Benchmarked on Apple M3 Max with mux mode (2 GPU + 2 ANE threads), 2048 visits, -half-batch-size:

b18c384nbt (18 blocks, 384 channels):

Threads	visits/s	nnEvals/s	avgBatchSize
8	735.68	570.97	1.46
16	817.86	629.23	2.70
32	810.71	660.98	5.02

b28c512nbt (28 blocks, 512 channels):

Threads	visits/s	nnEvals/s	avgBatchSize
8	325.57	256.51	1.47
16	335.40	263.98	2.61
32	319.61	255.57	4.91

Per-thread workload distribution (b18c384nbt, 32 threads):

GPU threads: ~24,200 rows processed
ANE threads: ~24,572 rows processed

Files Changed

File	Description
`cpp/neuralnet/metalbackend.cpp`	C++ interface: model conversion, batch processing, data marshaling
`cpp/neuralnet/metalbackend.h`	Backend header with compute handle and layer descriptors
`cpp/neuralnet/metalbackend.swift`	CoreML model loading and per-thread compute handle orchestration
`cpp/neuralnet/metallayers.swift`	MPSGraph layer implementations for GPU inference path
`cpp/CMakeLists.txt`	Build configuration for Metal backend (Ninja + Swift)
`cpp/command/benchmark.cpp`	`-half-batch-size` option for benchmarking
`cpp/configs/gtp_example.cfg`	Metal backend dispatch configuration documentation
`cpp/configs/analysis_example.cfg`	Metal backend dispatch configuration documentation
`.github/workflows/build.yml`	CI job for Metal backend on macOS
`Compiling.md`	Build instructions for Metal backend

Build Requirements

macOS 13.0+
Xcode Command Line Tools with Swift 5.9+
Ninja build system: brew install ninja
katagocoreml library: brew tap chinchangyang/katagocoreml-cpp && brew install katagocoreml

cd cpp
cmake -G Ninja -DUSE_BACKEND=METAL -DBUILD_DISTRIBUTED=1
ninja

Test Plan

./katago runtests passes
./katago benchmark verifies performance with mux mode (GPU+ANE)
GPU-only mode (metalDeviceToUseThread0=0) works correctly
ANE-only mode (metalDeviceToUseThread0=100) works correctly
FP16 mode: both GPU and ANE paths active
FP32 mode: GPU-only MPSGraph execution (CoreML bypassed)
Batch size 1: single compute handle works correctly
CI build succeeds on GitHub Actions

Add dedicated mask buffer to fix incorrect mask offset calculation in batched inference. The Swift code assumed mask buffer stride of H*W per batch element, but was receiving spatial input buffer with stride of numInputChannels*H*W, causing batch elements > 0 to read garbage data. Changes: - Add userInputMaskBuffer to InputBuffers with correct stride - Copy first channel of spatial input (mask) to dedicated buffer - Pass mask buffer to Swift instead of reusing spatial buffer Batched winrate error: 19% → 0.037% (now matches single evaluation) 🤖 Generated with [Claude Code](https://claude.com/claude-code) Co-Authored-By: Claude Opus 4.5 <noreply@anthropic.com>

This update enhances the CMake configuration to support the Core ML backend alongside existing options.
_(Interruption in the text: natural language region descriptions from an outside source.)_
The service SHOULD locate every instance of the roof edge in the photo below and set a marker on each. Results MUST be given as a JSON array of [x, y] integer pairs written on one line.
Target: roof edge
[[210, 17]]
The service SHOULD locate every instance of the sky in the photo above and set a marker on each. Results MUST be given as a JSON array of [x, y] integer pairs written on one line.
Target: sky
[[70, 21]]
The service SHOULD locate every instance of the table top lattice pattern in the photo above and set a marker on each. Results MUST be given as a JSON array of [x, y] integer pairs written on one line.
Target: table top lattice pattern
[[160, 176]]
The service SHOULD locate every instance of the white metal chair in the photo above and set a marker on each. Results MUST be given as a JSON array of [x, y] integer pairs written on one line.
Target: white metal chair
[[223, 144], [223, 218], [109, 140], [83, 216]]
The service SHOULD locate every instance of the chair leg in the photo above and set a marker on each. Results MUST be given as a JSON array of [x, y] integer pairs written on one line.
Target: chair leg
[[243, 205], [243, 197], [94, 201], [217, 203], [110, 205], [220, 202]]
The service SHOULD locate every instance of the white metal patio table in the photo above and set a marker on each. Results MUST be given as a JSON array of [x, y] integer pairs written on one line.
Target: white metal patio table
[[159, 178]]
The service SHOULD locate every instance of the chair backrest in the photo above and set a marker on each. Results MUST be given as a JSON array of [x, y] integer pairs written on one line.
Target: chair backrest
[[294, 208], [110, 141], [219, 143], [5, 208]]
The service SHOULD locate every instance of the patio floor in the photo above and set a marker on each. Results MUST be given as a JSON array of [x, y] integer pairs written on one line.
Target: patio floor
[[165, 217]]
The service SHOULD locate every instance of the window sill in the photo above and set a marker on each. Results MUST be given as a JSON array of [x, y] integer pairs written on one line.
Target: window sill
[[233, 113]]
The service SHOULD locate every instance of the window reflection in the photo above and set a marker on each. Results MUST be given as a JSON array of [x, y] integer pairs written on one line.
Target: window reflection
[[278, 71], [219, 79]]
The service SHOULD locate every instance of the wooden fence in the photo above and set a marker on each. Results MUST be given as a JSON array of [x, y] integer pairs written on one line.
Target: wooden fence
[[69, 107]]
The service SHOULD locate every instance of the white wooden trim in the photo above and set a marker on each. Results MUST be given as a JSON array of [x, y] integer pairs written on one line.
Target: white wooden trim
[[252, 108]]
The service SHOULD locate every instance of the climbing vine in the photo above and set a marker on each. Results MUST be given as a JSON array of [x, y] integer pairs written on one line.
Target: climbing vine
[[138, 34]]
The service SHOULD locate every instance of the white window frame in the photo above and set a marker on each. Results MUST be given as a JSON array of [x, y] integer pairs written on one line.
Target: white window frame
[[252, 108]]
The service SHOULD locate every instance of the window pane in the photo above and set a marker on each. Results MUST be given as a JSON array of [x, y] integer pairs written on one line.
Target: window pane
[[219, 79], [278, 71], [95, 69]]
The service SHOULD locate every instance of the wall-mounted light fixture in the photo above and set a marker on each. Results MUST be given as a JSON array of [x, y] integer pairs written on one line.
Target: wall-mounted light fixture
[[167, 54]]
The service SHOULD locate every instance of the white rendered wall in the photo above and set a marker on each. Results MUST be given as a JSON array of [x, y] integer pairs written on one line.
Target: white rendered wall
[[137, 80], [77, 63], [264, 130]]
Key changes include: - Updated project definition to include Core ML in backend options. - Added necessary checks for Swift compiler version and generator type. - Introduced a new library for Core ML and updated target properties. - Modified output messages to reflect the selected backend during runtime. This integration allows for improved compatibility and functionality when using Core ML for neural network evaluations.

This update adds an entry for the CoreML backend to the .gitignore file, ensuring that generated files related to the CoreML integration are not tracked by Git. This change helps maintain a cleaner repository by excluding unnecessary build artifacts.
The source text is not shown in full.